It was good news for actors who earn money under the commercials contract. They received the greatest percentage increase of the major income areas at 3.5%, as well as the largest revenue source: $627.3 million. That pact's income also ranked first in the portion of actors' overall take with 37.7%.

Commercial actors, however, will view these figures with a bittersweet taste, realizing that this year's six-month spot-pact strike will drastically slash those income figures for next year's annual income report.

The television contract, which represents 36.1% of '99 earnings, didn't fair as well as the spot pact in '99, decreasing 0.8% with $599.5 million. TV brought in $604.5 million in '98.

Member income from theatrical motion pictures grew 1.2% from $418.5 million in '98 to $423.5 million in '99. That increased figure made up 25.5% of last year's overall earnings.

For SAG's background actors, it was bad news-good news, depending on where the artist performs. Total background income for '99 fell 4.2% from '98's $71 million to '99's $68.1 million.

Things looked up a lot, however, if the backgrounder worked in commercials. Appearing in spots brought extras a 19.1% increase, growing from $16.6 million in '98 to $19.8 million last year.

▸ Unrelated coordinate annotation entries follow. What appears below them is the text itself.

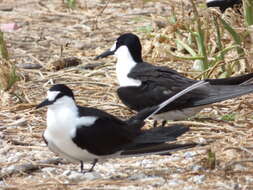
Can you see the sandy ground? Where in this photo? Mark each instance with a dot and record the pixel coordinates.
(48, 32)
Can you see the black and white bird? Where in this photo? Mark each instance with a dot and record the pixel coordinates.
(144, 85)
(88, 134)
(223, 4)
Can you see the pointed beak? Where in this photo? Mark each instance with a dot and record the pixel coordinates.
(44, 103)
(105, 54)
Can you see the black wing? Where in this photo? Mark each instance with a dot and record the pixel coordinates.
(161, 83)
(158, 84)
(106, 136)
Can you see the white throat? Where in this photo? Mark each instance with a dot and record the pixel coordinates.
(125, 64)
(62, 122)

Theatrical background actors saw the greatest income drop (19.2%) as '98 paychecks of $26.1 million shrank to $21.1 million in '99.

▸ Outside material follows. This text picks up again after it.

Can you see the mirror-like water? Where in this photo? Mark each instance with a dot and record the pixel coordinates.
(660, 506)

Television-program income also tripped down 4.8% for backgrounders, from $28.1 million to $26.8 million.

SAG's smallest contract, the industrial and interactive pact, jumped 5.3% in '99, bringing in $12.2 million compared to '98's $11.6 million.

SAG member earnings have shown continued growth since 1992. Following a 3% total income decline in '91, the members have experienced annual increases of 2%, 8%, 5%, then highs of 9% ($1.36 billion) in 1995 and 12% ($1.53 billion) in '96. In 1997, members welcomed a 5% growth rate, and a drop to 2% growth in '98, although the overall income rose from $1.60 billion in '97 to $1.64 in '98.

"We're pleased that total earnings by members increased by 1.3% in 1999," William Daniels, SAG's national president, said. "However, we're concerned that television income actually decreased by nearly 1% and theatrical motion picture income increased by just a little over 1%. In addition, income earned by background actors (extras) decreased by 4.2%. I'm sure our wages and working conditions committees will be looking at this information very carefully during their meetings to develop proposals for next year's TV/Theatrical contract negotiations."